Despite the common use of herbal supplements in the United States and elsewhere [2], the precise mechanisms associated with purported beneficial effects of these supplements are unknown. This lack of information is at least partially due to the fact that investigation of herbal formulas is complicated by the intricate nature of these mixtures, and an advanced method for studying individual herbs is necessary to facilitate understanding of their mechanisms. Well-characterized mutations of C. elegans that promote longevity, including insulin signaling and stress response, have previously been utilized to evaluate the specific mechanisms of natural compounds [38]. Similarly, multiple pathways were evaluated in this study for their involvement in lifespan-prolonging mechanistic targets of SQDB, GS, and CIN.
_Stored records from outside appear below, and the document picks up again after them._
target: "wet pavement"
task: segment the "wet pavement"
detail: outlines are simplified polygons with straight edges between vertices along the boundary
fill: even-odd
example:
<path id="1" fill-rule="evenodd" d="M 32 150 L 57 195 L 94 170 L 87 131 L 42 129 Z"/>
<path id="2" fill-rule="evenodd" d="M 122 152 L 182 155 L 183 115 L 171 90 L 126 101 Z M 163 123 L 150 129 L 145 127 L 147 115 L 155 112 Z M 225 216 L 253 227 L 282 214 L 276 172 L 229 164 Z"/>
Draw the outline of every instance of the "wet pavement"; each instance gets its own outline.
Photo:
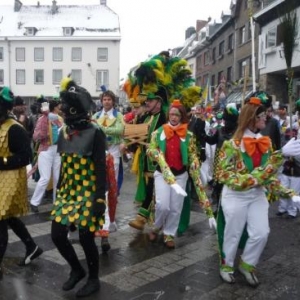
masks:
<path id="1" fill-rule="evenodd" d="M 124 184 L 117 207 L 118 230 L 110 234 L 111 250 L 100 253 L 101 289 L 84 299 L 107 300 L 213 300 L 213 299 L 300 299 L 300 219 L 277 217 L 276 204 L 270 207 L 271 233 L 258 265 L 261 281 L 254 289 L 236 274 L 236 283 L 225 284 L 218 275 L 216 235 L 198 204 L 193 202 L 191 226 L 176 239 L 176 249 L 168 250 L 162 240 L 148 241 L 147 232 L 128 226 L 137 212 L 133 197 L 135 176 L 125 169 Z M 29 197 L 35 184 L 29 180 Z M 44 199 L 45 200 L 45 199 Z M 49 211 L 44 201 L 40 213 L 22 218 L 35 241 L 43 248 L 42 256 L 26 267 L 17 265 L 25 249 L 10 231 L 9 245 L 3 262 L 4 277 L 0 281 L 2 300 L 75 299 L 75 292 L 64 292 L 62 283 L 68 278 L 69 267 L 53 245 L 50 237 Z M 75 250 L 85 260 L 78 236 L 72 234 Z"/>

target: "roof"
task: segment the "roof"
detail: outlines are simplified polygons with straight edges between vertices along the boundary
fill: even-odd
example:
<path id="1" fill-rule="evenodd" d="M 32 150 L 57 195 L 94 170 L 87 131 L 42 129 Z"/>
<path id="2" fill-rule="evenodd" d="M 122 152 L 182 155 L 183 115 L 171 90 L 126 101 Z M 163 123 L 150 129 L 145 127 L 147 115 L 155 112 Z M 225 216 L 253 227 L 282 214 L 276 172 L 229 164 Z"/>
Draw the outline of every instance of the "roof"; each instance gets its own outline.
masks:
<path id="1" fill-rule="evenodd" d="M 105 5 L 57 5 L 54 14 L 50 5 L 0 6 L 0 36 L 24 37 L 28 27 L 36 37 L 63 37 L 63 27 L 73 27 L 73 37 L 120 37 L 119 17 Z"/>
Oxidative stress has previously been demonstrated to be a major factor limiting lifespan in both C. elegans and humans [44] and as such, has gained widespread support as a preeminent theory of aging [45]. SQDB, GS, and CIN all significantly reduced levels of reactive oxygen species. However, CIN did not extend lifespan in the mev-1 mutant (for summary see Table 6) indicating that though this herb reduces oxidative stress in the wild type worm, it likely requires an endogenous oxidative response pathway to do so. SQDB extended lifespan in the ser-1 mutant, indicating that SQDB acts independently of serotonin signaling in prolonging lifespan. Additionally, GS extended lifespan in the daf-16 mutant, suggesting that GS does not require insulin signaling to promote longevity. However, we observed that CIN failed to promote longevity in ser-1 and daf-16 mutants (Table 6), indicating that serotonin and insulin signaling are both involved in the beneficial effects exerted by CIN. Cinnamon has previously been shown to activate insulin receptor kinase activity and autophosphorylation of the insulin receptor in rats [46]. Combined with our data demonstrating that CIN requires a downstream member of the insulin signaling pathway in C. elegans, it is rational to conclude that CIN acts on the insulin receptor to elicit a beneficial response in the nematode. Modulation of serotonin by antidepressants has been demonstrated to enhance lifespan in C. elegans [22] and our results indicate that the serotonin pathway is required for CIN induced longevity. However, the manner in which biogenic amine neurotransmitters affect lifespan, and how CIN may modulate that mechanism requires further investigation. It is clear from our data that CIN has a pluripotent effect on lifespan in C. elegans with multiple targets through which it exerts this effect.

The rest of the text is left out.